In his youth Tully briefly trained to be a priest in the Church of England, and if anything the autobiographical tone of his new book explains why the question of religion, and the place of religion in an increasingly secular climate on the one hand and a radically shrunken world where previously hostile faiths are forced to co-exist on the other, lies at the heart of his work on India. For in India not only is it taken for granted that you believe in God (as a Goan priest tells Tully), in a way that is no longer so in Europe, but also the other, the stranger, is always in one's field of vision, forcing upon every citizen the imperative of co-existence.
It was in India, writes Tully, that he refined his understanding of religion and came to believe "that a universal God made far more sense rationally than one who limits his activities to Christians", which is the sense of exclusivity, of chosenness, that his upbringing and later his abortive training as a priest taught him and which is shared by dedicated believers of the three great monotheisms. This explains his position on two dominant strands of contemporary Indian thought: he feels equally distant from "a secularism which seems to respect no religion, and a nationalism which carries with it the danger of only respecting one". The view that "any cause that is not secular is illiberal, seems to be illiberal itself," he remarks (not surprisingly some of his critics in India have accused him of being a BJP sympathiser). The religiosity of Indians is clearly congenial to Tully's temperament (while in the west "Mammon is triumphant and God on the retreat"), as is the openness and syncretism of Hinduism, even if it has recently taken on a militant aspect.
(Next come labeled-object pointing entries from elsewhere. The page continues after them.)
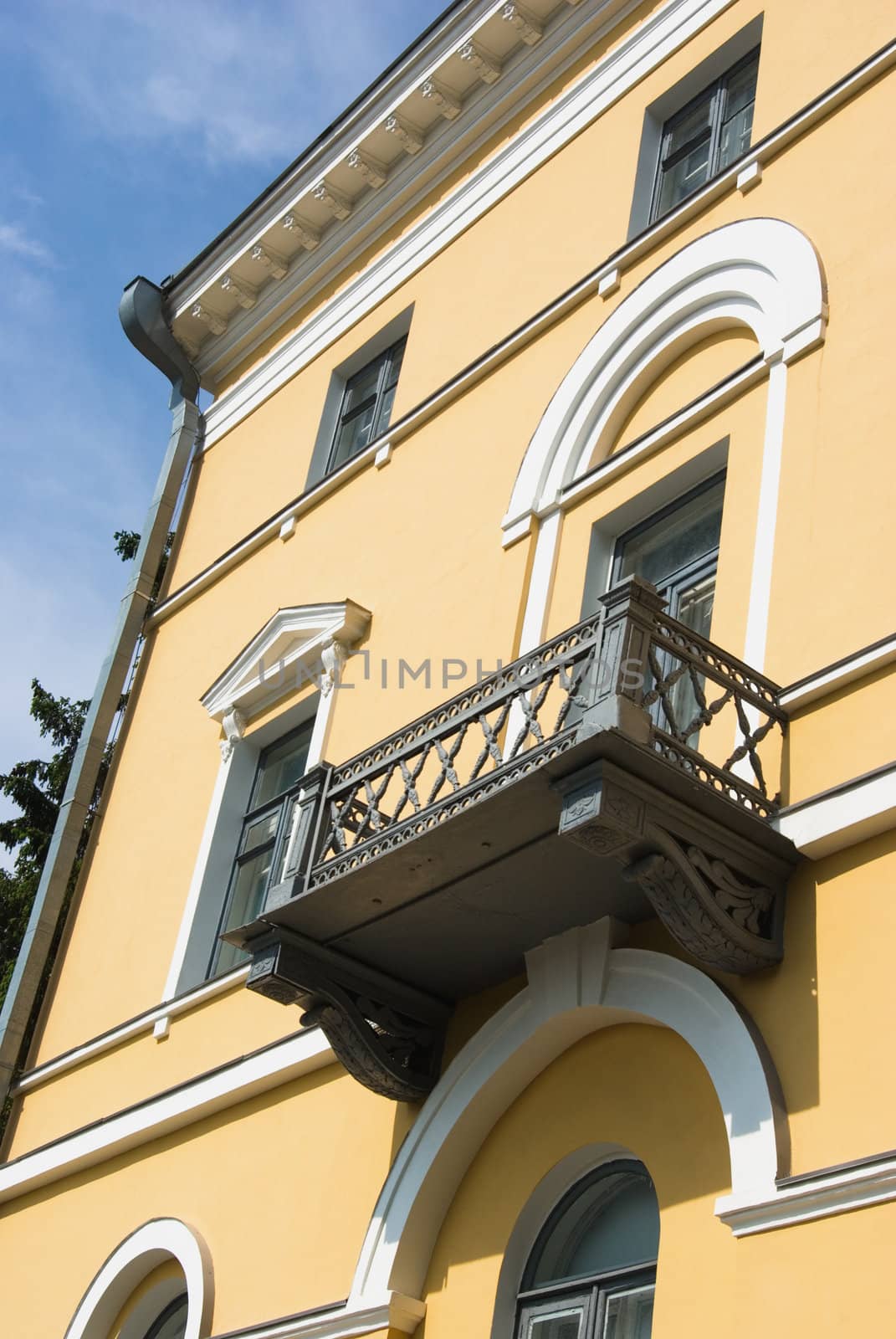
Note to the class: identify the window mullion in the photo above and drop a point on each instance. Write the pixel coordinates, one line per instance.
(715, 127)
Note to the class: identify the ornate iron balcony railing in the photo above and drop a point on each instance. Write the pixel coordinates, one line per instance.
(626, 767)
(533, 710)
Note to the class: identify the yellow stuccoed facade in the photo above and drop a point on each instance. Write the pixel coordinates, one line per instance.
(194, 1118)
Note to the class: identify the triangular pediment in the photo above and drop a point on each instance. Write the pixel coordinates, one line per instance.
(283, 655)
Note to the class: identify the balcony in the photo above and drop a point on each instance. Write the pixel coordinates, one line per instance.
(627, 767)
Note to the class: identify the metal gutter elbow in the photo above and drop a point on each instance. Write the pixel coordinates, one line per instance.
(141, 314)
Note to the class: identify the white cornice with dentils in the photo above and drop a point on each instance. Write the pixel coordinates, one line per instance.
(635, 57)
(484, 109)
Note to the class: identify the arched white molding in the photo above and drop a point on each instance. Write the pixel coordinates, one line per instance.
(760, 272)
(535, 1213)
(577, 984)
(153, 1244)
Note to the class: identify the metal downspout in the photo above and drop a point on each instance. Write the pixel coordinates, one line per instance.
(141, 312)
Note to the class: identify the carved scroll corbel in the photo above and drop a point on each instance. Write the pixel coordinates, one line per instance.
(721, 917)
(332, 658)
(233, 726)
(387, 1035)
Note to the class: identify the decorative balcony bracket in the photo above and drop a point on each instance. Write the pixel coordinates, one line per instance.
(386, 1034)
(428, 857)
(718, 894)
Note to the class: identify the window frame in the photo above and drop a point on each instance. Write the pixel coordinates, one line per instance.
(165, 1316)
(385, 383)
(715, 94)
(281, 803)
(590, 1291)
(690, 572)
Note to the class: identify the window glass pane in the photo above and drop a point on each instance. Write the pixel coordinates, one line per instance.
(695, 606)
(741, 89)
(691, 606)
(686, 535)
(561, 1325)
(630, 1314)
(690, 126)
(249, 884)
(396, 363)
(354, 437)
(281, 767)
(735, 136)
(610, 1224)
(362, 386)
(172, 1323)
(684, 177)
(261, 830)
(385, 412)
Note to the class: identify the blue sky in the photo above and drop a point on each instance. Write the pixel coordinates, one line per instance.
(134, 133)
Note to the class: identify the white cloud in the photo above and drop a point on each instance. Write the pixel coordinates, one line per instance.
(245, 82)
(13, 239)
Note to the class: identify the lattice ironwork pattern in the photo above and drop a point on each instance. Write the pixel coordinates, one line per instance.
(528, 713)
(691, 685)
(457, 756)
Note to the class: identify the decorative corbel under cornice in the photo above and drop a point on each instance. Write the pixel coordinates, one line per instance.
(448, 105)
(332, 198)
(369, 167)
(407, 136)
(244, 294)
(303, 232)
(218, 325)
(332, 656)
(233, 726)
(276, 265)
(530, 28)
(488, 67)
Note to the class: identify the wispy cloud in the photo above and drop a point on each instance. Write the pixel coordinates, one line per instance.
(243, 82)
(15, 239)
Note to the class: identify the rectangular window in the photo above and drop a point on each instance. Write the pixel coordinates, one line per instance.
(708, 134)
(678, 551)
(366, 405)
(264, 839)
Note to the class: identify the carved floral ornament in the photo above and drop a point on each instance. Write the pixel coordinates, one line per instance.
(299, 644)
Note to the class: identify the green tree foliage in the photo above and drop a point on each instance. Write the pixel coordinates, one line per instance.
(37, 787)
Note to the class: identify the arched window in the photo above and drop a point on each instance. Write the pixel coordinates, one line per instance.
(172, 1322)
(592, 1271)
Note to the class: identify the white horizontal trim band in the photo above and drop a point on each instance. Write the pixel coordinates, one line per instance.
(133, 1028)
(351, 131)
(664, 433)
(394, 1312)
(517, 341)
(566, 118)
(851, 813)
(216, 1091)
(486, 111)
(840, 675)
(852, 1187)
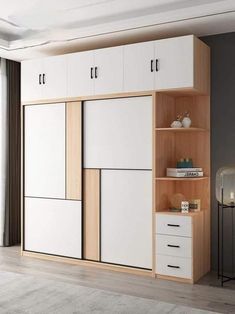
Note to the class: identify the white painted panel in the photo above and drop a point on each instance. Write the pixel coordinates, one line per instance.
(174, 225)
(118, 133)
(45, 150)
(30, 87)
(175, 63)
(126, 217)
(173, 246)
(174, 266)
(80, 82)
(53, 226)
(109, 63)
(55, 70)
(137, 67)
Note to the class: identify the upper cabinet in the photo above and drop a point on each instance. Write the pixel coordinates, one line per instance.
(44, 78)
(178, 64)
(109, 70)
(80, 74)
(139, 67)
(95, 72)
(174, 66)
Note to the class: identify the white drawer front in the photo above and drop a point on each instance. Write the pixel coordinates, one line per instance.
(173, 246)
(174, 225)
(174, 266)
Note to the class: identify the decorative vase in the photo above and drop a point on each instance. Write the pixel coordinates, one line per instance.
(186, 122)
(177, 123)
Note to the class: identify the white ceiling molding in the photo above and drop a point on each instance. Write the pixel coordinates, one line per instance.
(33, 28)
But everywhere in this essay and others in the book - on the history of the Sufi faith, on farmers's problems in Karnataka, on cyber-governance in Hyderabad, on the reinvention of Rama by the BJP - there is evidence of Tully's talent for what the anthropologist Clifford Geertz called "thick description". Although the title India In Slow Motion is primarily a reference to the "peculiarly Indian form of bad governance" that has immiserated Indian people and retarded economic growth, it might also be understood as a metaphor for the writer's painstaking methods.
We end, then, with two paradoxes. One is that Tully, by dint of his decades of travel and exceptional learning, has a more sophisticated sense of India and its past than many Indians, who cleave to exclusive and partial views of it. But two: because of its insistence on distilling the meanings of Indian civilization into simple assertions that don't hold up for very long, India's Unending Journey actually waters down a perspective on Indian life that is strongly made, even if never explicitly stated, by Tully's other distinguished books.